The Real Robotaxi Race Isn't Won in the Lab, Says Pony AI Founder
The robotaxi industry has been betting heavily on simulations and computer models to solve autonomous driving, but a top AI executive says that strategy is fundamentally flawed. According to Pony AI's Chief Technology Officer, the companies that win the robotaxi race will be those that collect massive amounts of real-world traffic data and learn from everyday chaos on actual streets, not those with the best lab results.
Why Simulations Alone Can't Solve the Robotaxi Problem?
Dr. Tiancheng Lou, founder and CTO of Pony AI, recently published an opinion piece arguing that the industry has overestimated what simulation, compute power, and static datasets could accomplish. The core issue is that autonomous vehicles fundamentally change how other drivers, cyclists, and pedestrians behave around them, something no simulation can fully predict.
The hardest problems in autonomous driving involve everyday ambiguity that doesn't show up in controlled testing scenarios. A scooter cutting across a pickup point, a driver edging into a gap, or a pedestrian's hesitation at a crosswalk can test a robotaxi far more than a clean, ideal-road scenario. These real-world interactions reveal gaps that world models, advanced AI systems designed to understand cause and effect, cannot fully replicate.
"Launching a robotaxi is becoming easier but building one that can scale commercially and operate safely remains difficult," stated Dr. Tiancheng Lou, founder and Chief Technology Officer at Pony AI.
Dr. Tiancheng Lou, Founder and Chief Technology Officer at Pony AI
What Does Real-World Road Exposure Actually Teach Robotaxis?
Lou argues that companies must move beyond supervised driver-assistance systems and operate fully driverless vehicles across complex, scaled urban environments to truly compete in the Level 4 autonomous market. Level 4 refers to vehicles that can drive themselves in most conditions without human intervention. Commercialization depends as much on fleet operations as on the underlying technology, because companies need enough real-world interactions to continuously improve their systems.
World models can help systems understand how other road users react when a robotaxi slows down or behaves cautiously at a junction, but those models cannot replace actual road exposure.
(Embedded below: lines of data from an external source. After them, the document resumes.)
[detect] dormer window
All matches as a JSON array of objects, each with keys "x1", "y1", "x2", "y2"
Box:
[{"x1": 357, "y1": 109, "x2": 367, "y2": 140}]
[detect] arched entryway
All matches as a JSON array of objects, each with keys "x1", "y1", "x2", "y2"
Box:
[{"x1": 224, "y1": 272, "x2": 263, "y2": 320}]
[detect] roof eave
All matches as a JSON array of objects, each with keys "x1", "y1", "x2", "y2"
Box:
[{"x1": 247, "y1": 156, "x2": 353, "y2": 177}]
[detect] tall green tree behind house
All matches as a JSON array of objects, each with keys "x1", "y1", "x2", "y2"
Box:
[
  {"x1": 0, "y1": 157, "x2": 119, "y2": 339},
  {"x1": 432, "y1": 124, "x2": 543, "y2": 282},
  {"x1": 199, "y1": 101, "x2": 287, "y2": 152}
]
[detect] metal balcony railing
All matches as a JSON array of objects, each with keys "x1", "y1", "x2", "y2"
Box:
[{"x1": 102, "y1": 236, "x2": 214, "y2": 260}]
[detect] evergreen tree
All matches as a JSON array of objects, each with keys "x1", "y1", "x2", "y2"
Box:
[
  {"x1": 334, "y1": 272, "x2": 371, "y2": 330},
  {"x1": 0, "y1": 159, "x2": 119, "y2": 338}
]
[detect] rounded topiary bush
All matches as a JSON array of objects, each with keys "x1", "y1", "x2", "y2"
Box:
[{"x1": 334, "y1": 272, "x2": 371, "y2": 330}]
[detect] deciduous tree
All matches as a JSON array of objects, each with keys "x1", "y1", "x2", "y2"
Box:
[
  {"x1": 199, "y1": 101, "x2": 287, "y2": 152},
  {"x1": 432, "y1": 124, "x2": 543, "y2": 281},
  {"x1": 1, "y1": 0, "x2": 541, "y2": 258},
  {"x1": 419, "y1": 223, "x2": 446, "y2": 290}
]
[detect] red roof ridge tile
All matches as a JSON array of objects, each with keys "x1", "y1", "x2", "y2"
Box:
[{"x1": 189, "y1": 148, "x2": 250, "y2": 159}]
The distinction matters because it suggests that companies with the largest, most diverse fleets operating in the most challenging environments will have a structural advantage over competitors relying primarily on simulation.
How to Evaluate Robotaxi Progress Beyond Lab Metrics
- Real-World Fleet Size: Companies operating larger fleets across more cities and diverse traffic conditions accumulate more data and edge cases, providing a competitive advantage that simulations cannot match.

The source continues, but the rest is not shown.